The lambda expressions can't be convert to any other of the parameter types listed, which means overload resolution succeeds, finds a single operator? and will convert both lambda expressions to function pointers. The remainder of the conditional opreator section will then proceed as usual, now having two branches for the conditional operator having the same type.
That's why also your first version is OK, and why GCC is right accepting it. However I don't really understand why you show the second version at all - as others explained, it's doing something different and it's not surprising that it works while the other doesn't (on your compiler). Next time, best try not to include useless code into the question.
Because every lambda is a unique type. It is basically syntactic sugar for a functor, and two separately implemented functors aren't the same type, even if they contain identical code.
The standard does specify that lambdas can be converted to function pointers if they don't capture anything, but that rule was added after MSVC's lambda support was implemented.
With that rule, however, two lambdas can be converted to the same type, and so I believe your code would be valid with a compliant compiler.
Both snippets compile just fine with GCC 4.5.2.
Maybe your compiler has no (or partial/broken) support to C++0x features such as lambda?

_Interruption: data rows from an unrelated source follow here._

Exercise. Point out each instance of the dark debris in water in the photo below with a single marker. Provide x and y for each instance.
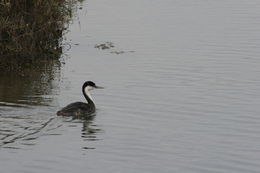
(106, 45)
(110, 45)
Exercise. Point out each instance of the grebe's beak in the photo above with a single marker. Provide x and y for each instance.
(99, 87)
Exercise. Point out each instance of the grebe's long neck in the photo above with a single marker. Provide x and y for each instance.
(87, 95)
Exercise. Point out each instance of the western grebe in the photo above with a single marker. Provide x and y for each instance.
(81, 108)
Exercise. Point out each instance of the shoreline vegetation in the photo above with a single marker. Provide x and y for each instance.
(31, 32)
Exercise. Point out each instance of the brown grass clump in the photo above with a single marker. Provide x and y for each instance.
(31, 31)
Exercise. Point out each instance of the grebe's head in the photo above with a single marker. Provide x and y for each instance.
(89, 85)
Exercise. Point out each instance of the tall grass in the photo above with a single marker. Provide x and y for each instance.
(31, 31)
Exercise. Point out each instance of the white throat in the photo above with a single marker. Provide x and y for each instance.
(87, 91)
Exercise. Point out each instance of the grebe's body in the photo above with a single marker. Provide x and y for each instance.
(81, 108)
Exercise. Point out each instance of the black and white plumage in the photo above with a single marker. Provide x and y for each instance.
(81, 108)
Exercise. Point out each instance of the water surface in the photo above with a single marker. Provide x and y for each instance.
(181, 96)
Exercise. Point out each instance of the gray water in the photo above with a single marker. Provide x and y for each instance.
(182, 92)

It doesn't fail to compile. It works just fine. You probably don't have C++0x enabled in your compiler.
Edit:
An error message has now been added to the original question! It seems that you do have C++0x support, but that it is not complete in your compiler. This is not surprising.

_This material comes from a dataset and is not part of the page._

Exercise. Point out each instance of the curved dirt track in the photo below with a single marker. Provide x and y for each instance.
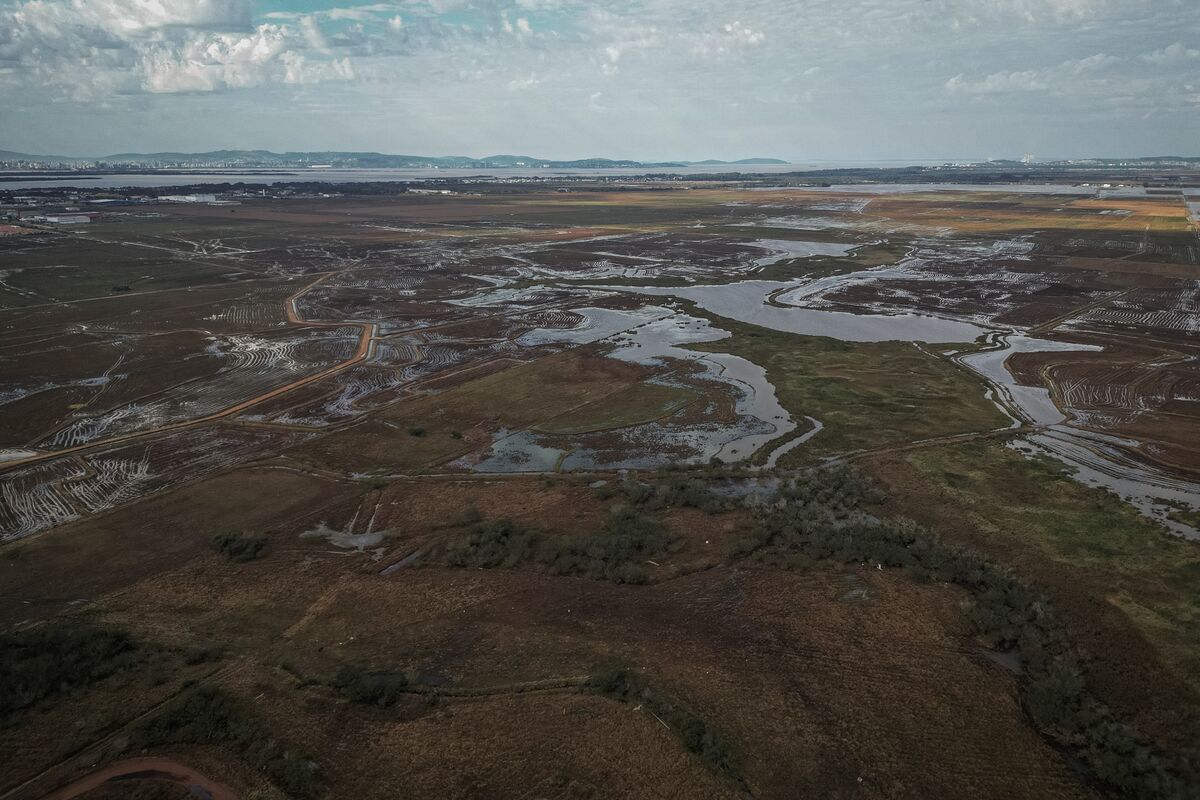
(161, 769)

The code is still valid C++0x, but I recommend only using C++0x features when you really have to, until it's standardised and there is full support across a range of toolchains. You have a viable C++03 alternative that you gave in your answer, and I suggest using it for the time being.
Possible alternative explanation:
Also note that you probably didn't write what you actually meant to write. []()->void{} is a lambda. []()->void{}() executes the lambda and evaluates to its result. Depending what you're doing with this result, your problem could be that the result of calling your lambda is void, and you can't do much with void.